事前にクライアントがインストールされていない場合、リモート ユーザーは、SSL または IPsec-IKEv2 VPN 接続を受け入れるように設定されているインターフェイスの IP アドレスをブラウザに入力します。セキュリティ アプライアンスが http:// 要求を https:// にリダイレクトするように設定されている場合を除いて、リモート ユーザーは https://address の形式で URL を入力する必要があります。URL を入力すると、ブラウザがそのインターフェイスに接続して、ログイン画面が表示されます。
ユーザー ログイン後、セキュア ゲートウェイは VPN クライアントを必要としているとユーザーを識別すると、リモート コンピュータのオペレーティング システムに一致するクライアントをダウンロードします。ダウンロード後、クライアントは自動的にインストールと設定を行い、セキュアな接続を確立します。接続の終了時には、(セキュリティ アプライアンスの設定に応じて)そのまま残るか、または自動的にアンインストールを実行します。以前にインストールされたクライアントの場合、ログイン後、Threat Defense セキュリティ ゲートウェイはクライアントのバージョンを検査し、必要に応じてアップグレードします。
Secure Client 操作
クライアントがセキュリティ アプライアンスとの接続をネゴシエートする場合、クライアントは、Transport Layer Security(TLS)、および任意で Datagram Transport Layer Security(DTLS)を使用して接続します。DTLS により、一部の SSL 接続で発生する遅延および帯域幅の問題が回避され、パケット遅延の影響を受けやすいリアルタイム アプリケーションのパフォーマンスが向上します。
IPsec-IKEv2 VPN クライアントがセキュア ゲートウェイへの接続を開始すると、インターネットキーエクスチェンジ(IKE)によるデバイスの認証と、続く IKE 拡張認証(Xauth)によるユーザ認証からなるネゴシエーションが行われます。グループ プロファイルが VPN クライアントにプッシュされ、IPsec セキュリティ アソシエーション(SA)が作成されて VPN が完了します。
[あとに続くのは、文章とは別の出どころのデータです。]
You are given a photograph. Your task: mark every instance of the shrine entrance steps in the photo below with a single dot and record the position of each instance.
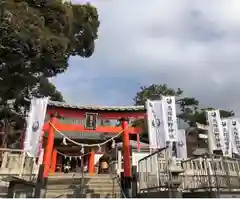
(71, 185)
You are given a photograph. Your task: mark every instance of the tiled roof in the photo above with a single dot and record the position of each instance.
(95, 108)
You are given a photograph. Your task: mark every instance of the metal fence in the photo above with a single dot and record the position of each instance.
(152, 171)
(212, 173)
(203, 173)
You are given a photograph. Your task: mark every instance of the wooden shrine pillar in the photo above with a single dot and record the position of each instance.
(53, 161)
(91, 161)
(126, 149)
(49, 148)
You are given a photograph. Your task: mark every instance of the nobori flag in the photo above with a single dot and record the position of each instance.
(35, 122)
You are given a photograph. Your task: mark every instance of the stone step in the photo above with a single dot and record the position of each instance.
(84, 195)
(81, 181)
(78, 175)
(92, 186)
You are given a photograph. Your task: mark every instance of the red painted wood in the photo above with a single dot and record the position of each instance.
(80, 128)
(73, 113)
(48, 149)
(126, 150)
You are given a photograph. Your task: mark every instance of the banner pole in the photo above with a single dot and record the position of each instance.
(22, 163)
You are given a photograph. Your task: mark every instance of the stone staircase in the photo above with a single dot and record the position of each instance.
(69, 186)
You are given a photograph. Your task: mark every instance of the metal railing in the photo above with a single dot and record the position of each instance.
(113, 166)
(153, 171)
(211, 172)
(207, 172)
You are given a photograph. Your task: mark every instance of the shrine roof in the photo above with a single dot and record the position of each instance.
(95, 107)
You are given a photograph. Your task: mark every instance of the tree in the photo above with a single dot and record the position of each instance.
(37, 37)
(37, 45)
(189, 107)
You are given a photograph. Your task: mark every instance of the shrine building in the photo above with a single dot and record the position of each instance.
(88, 125)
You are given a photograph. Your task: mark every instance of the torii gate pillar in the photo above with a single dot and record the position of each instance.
(126, 149)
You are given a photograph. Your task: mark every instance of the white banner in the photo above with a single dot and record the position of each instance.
(181, 144)
(35, 124)
(215, 131)
(154, 115)
(227, 138)
(234, 128)
(169, 118)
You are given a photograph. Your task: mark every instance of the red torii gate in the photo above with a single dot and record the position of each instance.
(123, 113)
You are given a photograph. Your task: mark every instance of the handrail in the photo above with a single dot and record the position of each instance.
(155, 152)
(116, 177)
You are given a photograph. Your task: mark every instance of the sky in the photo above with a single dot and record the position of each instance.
(191, 44)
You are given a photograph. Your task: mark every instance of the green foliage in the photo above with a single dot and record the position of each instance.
(37, 38)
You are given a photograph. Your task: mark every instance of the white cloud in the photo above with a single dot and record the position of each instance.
(188, 44)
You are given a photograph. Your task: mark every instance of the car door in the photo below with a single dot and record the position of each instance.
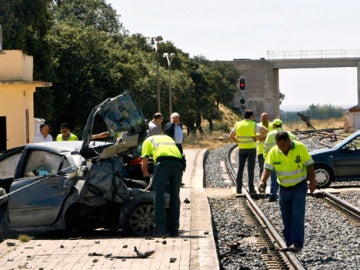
(8, 163)
(36, 198)
(347, 160)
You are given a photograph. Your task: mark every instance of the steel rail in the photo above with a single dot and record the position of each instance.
(343, 205)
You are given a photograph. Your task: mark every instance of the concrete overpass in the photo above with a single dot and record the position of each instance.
(262, 78)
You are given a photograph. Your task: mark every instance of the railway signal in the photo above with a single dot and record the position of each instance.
(242, 84)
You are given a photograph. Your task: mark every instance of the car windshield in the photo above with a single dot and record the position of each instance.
(8, 166)
(40, 163)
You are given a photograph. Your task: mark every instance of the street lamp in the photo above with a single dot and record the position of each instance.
(169, 58)
(155, 41)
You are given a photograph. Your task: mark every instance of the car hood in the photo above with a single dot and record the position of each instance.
(121, 117)
(320, 151)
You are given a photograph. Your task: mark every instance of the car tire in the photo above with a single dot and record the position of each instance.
(137, 216)
(323, 176)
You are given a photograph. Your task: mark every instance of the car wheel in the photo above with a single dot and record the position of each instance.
(137, 217)
(323, 176)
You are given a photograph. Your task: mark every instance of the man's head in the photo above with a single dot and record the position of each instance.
(157, 118)
(277, 123)
(283, 141)
(175, 118)
(249, 114)
(65, 129)
(44, 129)
(264, 117)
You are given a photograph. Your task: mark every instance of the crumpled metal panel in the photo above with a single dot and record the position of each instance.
(104, 180)
(120, 114)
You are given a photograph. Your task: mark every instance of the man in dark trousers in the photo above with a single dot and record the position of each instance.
(169, 168)
(293, 166)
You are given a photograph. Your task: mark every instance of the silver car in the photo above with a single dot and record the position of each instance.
(80, 185)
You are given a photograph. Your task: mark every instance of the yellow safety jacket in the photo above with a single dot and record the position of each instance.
(160, 146)
(72, 137)
(290, 169)
(260, 144)
(245, 133)
(270, 140)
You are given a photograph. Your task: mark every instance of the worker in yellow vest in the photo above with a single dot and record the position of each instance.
(169, 167)
(65, 134)
(269, 143)
(245, 134)
(294, 166)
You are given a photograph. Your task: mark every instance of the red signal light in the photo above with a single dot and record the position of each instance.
(242, 84)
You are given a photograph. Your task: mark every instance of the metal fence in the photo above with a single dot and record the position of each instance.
(310, 54)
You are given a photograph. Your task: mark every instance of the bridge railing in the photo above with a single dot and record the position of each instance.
(307, 54)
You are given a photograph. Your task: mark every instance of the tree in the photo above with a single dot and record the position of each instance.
(88, 13)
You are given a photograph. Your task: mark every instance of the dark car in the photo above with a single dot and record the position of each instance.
(339, 163)
(79, 185)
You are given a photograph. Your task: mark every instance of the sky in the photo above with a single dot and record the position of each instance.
(233, 29)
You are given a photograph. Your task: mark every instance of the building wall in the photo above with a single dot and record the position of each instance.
(17, 97)
(261, 93)
(16, 103)
(16, 66)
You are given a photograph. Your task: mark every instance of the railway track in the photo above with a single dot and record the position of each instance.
(315, 254)
(275, 259)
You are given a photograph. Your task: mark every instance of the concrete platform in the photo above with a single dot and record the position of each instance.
(193, 249)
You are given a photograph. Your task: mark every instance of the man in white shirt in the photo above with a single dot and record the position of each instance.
(44, 135)
(155, 124)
Secure Client プロファイル およびエディタ
Secure Client プロファイル は、構成パラメータのグループで、動作や表示の設定に VPN クライアントで使用される XML ファイル内に保存されます。これらのパラメータ(XML タグ)には、ホスト コンピュータの名前とアドレス、および追加のクライアント機能を有効にする設定が含まれています。
Secure Client プロファイルエディタ を使用してプロファイルを設定できます。このエディタは、Secure Client ソフトウェアパッケージの一部として利用できる便利な GUI ベースの設定ツールです。これは、Management Center の外部から実行する独立したプログラムです。
リモート アクセス VPN 認証
リモート アクセス VPN サーバー認証
Secure Firewall Threat Defense セキュア ゲートウェイは、VPN クライアントのエンドポイントに対して自身を特定し、認証するために必ず証明書を使用します。
リモートアクセス VPN ポリシーウィザードを使用しているときに、選択した証明書を対象の Threat Defense デバイスに登録できます。ウィザードの [アクセスおよび証明書(Access & Certificate)] フェーズで、[選択した証明書オブジェクトをターゲットデバイスに登録する(Enroll the selected certificate object on the target devices)] オプションを選択します。証明書の登録は、指定したデバイス上で自動的に開始されます。リモートアクセス VPN ポリシーの構成が完了すると、デバイス証明書のホームページで登録した証明書のステータスを確認できます。ステータスは、証明書の登録が成功したかどうかを明確に示します。これで、リモートアクセス VPN ポリシーの構成が完了し、展開の準備ができました。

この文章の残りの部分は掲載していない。